I Am Hip To The Musics Of Today

Billie Eilish started out both of her most enjoyable musical performances tonight seated in a darkened set and singing longingly, a potentially cringe-worthy sameness belied by “Happier Than Ever”’s gathering-tempo ascent into bracingly anthemic pop-punk thrashing. Follow-up “Male Fantasy” remained in angsty, lilting heartbreak key throughout, but was likewise buoyed by Eilish’s heart-on-her-sleeve singing and songwriting. Eilish joked in her monologue about still being judged by people’s impressions of her as a teenager. But she was a pretty impressive singer and songwriter as a teenager (which she still is, for another week), and she’s only getting better.

Most/Least Valuable Not Ready For Prime Time Player

Did I mention that Kate’s back? She got the cold open, “Lonely Christmas,” standout side characters in “Santa Song” and the Christmas card sketch, and closed things out in the ten-to-one. So, yeah, Kate’s back, and everybody’s going to have to deal with being bumped away from the food bowl now that the big dog has come home.

After Kate, Punkie Johnson made a move, with a memorable role (alongside pop-by guest Miley Cyrus) in the Christmas card sketch, and her Update piece. About time.

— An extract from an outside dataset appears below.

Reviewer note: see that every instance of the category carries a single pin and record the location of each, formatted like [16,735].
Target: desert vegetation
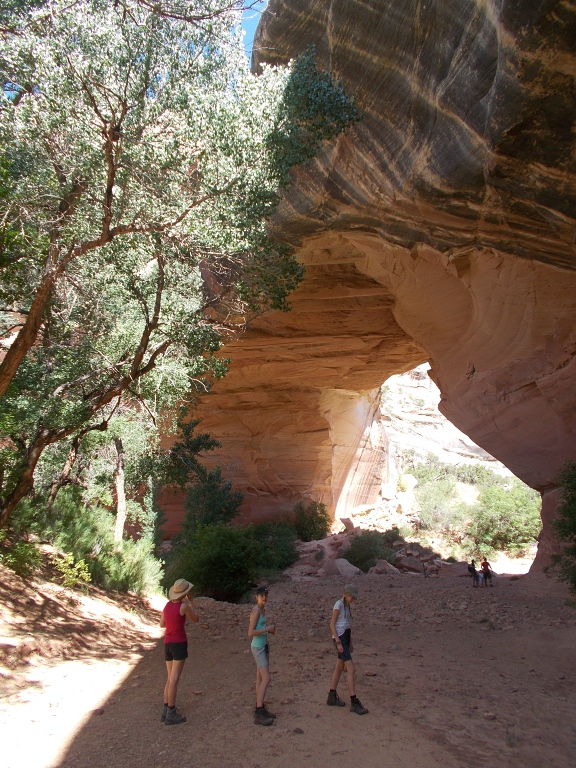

With that in mind, the rest of the (absurdly over-full) cast all chipped in with some decent ensemble work. Sadly, the biggest victims of Kate’s return continue to be Melissa Villaseñor (stuck playing straight-woman to a refrigerator’s worth of holiday cards), and Sarah Sherman (who got to dance in scrubs alongside Eilish in the TikTok sketch).

What the hell is that thing?—Dispatches From Ten-To-Oneland

The ten-to-one spot came in the form of Business Garden Inn & Suites & Hotel Room Inn, which is the sort of place you’d wind up stumbling into on a bleary-eyed drive through Ten-To-Oneland. I’m always resistant to a recurring sketch taking up this slot, but it was weird and moderately unsettling enough that I’ll give it a pass. It’s in McKinnon’s eyes as she tells potential guests about her hotel’s fitness for such activities as “after-prom hand stuff” and attending the funeral of that aunt who died driving the wrong way on the Taconic State Parkway.

Stray observations

  • Kate goofing on motel sketch scene partner Eilish by ever-so-slowly poking her on the arm is as funny as the rest of the sketch, and shows the obvious affection from the staff that led to the singer being invited to host.
  • “He asked me what my name was, and I said ‘Beth.’ And he said, ‘Get away from me, Beth.’”
  • In her monologue, Eilish flashed up a picture of 16-year-old Colin Jost to illustrate her point that nobody wants to be judged on who they were back then. Serious “but he was such a quiet boy” vibes in that picture.
  • While the Christmas card sketch wisely utilized a grotesque puppet for Yang and Thompson’s Franken-dog, poor, live Taco wound up turning his back on the audience on Update. Good boy, Taco.
  • Bowen Yang unaccountably weeping into an enormous bowl of noodles pretty much sums up the whole TikTok experience for me.